À Verderonne, petit village de l’Oise, c’est le premier jour de l’été et Claire Darling se réveille persuadée de vivre son dernier jour… Elle décide alors de vider sa maison et brade tout sans distinction, des lampes Tiffany à la pendule de collection. Les objets tant aimés se font l’écho de sa vie tragique et flamboyante.
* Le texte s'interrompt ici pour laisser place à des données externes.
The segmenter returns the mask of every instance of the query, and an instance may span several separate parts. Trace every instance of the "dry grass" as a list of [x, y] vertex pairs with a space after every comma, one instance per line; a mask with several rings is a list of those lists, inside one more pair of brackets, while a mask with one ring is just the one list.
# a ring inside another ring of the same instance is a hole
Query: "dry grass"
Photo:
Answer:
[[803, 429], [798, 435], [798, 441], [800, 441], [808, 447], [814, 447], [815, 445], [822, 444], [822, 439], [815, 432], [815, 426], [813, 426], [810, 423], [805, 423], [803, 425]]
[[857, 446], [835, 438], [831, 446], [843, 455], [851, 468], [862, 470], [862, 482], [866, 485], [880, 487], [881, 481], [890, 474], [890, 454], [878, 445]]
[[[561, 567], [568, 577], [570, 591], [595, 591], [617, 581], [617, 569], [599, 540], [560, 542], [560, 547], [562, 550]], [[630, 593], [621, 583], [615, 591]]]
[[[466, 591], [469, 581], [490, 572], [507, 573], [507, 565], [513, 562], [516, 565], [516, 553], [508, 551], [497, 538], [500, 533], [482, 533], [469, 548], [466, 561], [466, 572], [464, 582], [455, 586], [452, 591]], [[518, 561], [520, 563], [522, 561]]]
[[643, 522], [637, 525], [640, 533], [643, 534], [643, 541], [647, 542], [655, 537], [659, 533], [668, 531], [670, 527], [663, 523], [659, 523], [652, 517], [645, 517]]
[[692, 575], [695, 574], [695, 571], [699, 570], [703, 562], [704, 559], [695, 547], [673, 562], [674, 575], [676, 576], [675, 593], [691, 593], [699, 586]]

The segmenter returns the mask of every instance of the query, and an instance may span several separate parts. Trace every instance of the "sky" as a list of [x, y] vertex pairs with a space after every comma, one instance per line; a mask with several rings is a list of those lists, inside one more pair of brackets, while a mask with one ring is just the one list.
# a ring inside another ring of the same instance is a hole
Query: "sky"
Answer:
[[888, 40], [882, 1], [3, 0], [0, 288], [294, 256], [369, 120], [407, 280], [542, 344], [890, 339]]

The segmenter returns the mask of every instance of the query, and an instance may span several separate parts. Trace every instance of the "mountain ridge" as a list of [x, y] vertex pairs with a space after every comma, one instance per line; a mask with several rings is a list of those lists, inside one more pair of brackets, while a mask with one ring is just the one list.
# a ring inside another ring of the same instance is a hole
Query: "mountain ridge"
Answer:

Cette dernière folie fait revenir Marie, sa fille, qu’elle n’a pas vue depuis 20 ans.
« – Vous vendez quoi au juste ? – Tout, je vends tout. »
L’histoire démarre dans le petit village de Verderonne, dans l’Oise, alors que Claire Darling (Catherine Deneuve) se réveille un matin persuadée d’avoir à mourir le soir même. Cette idée fixe la pousse à organiser un grand vide-grenier, qui la dépouillerait de tous les objets qu’elle possède et qui emplissent sa grande maison bourgeoise. Du mobilier, des tableaux, poupées et automates, tout un fatras énigmatique, symbole d’une longue vie écoulée. Mise au courant de cette vente, sa fille Marie (Chiara Mastroianni, fille de Catherine Deneuve) revient après 20 ans d’absence pour arrêter Claire dans son apparente déraison. Le passé familial douloureux, les relations tumultueuses entre Claire et Marie et l’exposition de ces objets qui ont habité leur vie font de ce retour l’occasion d’une re-visite du passé.
Librement adapté du roman Le dernier vide-grenier de Faith Bass Darling, de Lynda Rutledge, le film y puise notamment son rapport romantique aux objets. En tout genre, ils cristallisent l’histoire de la maison et sont capables de la ranimer. Claire Darling, sa fille Marie, ainsi que les personnages secondaires vivent en effet des réminiscences du passé au contact de ces bibelots sans vie… mais non sans âme. Les temps se superposent dans ce même espace qu’est la vieille maison de Claire. Mais pourquoi Claire vendrait-elle son passé ? Le dédoublement des intrigues (celle du passé, celle du présent) nous permet petit à petit la compréhension du personnage complexe de Claire Darling et de sa « dernière folie ». Le vide-grenier devient l’étalage, non plus d’objets, mais d’une vie.
La mémoire est une chose instable, sujette au refoulement, à la déformation. La cinéaste Julie Bertuccelli se sert de sa malléabilité pour jouer avec nos perceptions. Les secrets familiaux, les drames du passé ont fracturé la relation entre Claire et sa fille, mais elles ont aussi fracturé leurs souvenirs communs. Ce retour de la fille, 20 ans après, convoque un passé tortueux, dramatique. Les deux personnages vont devoir le ré-explorer pour y trouver la paix, avant la fin de la journée.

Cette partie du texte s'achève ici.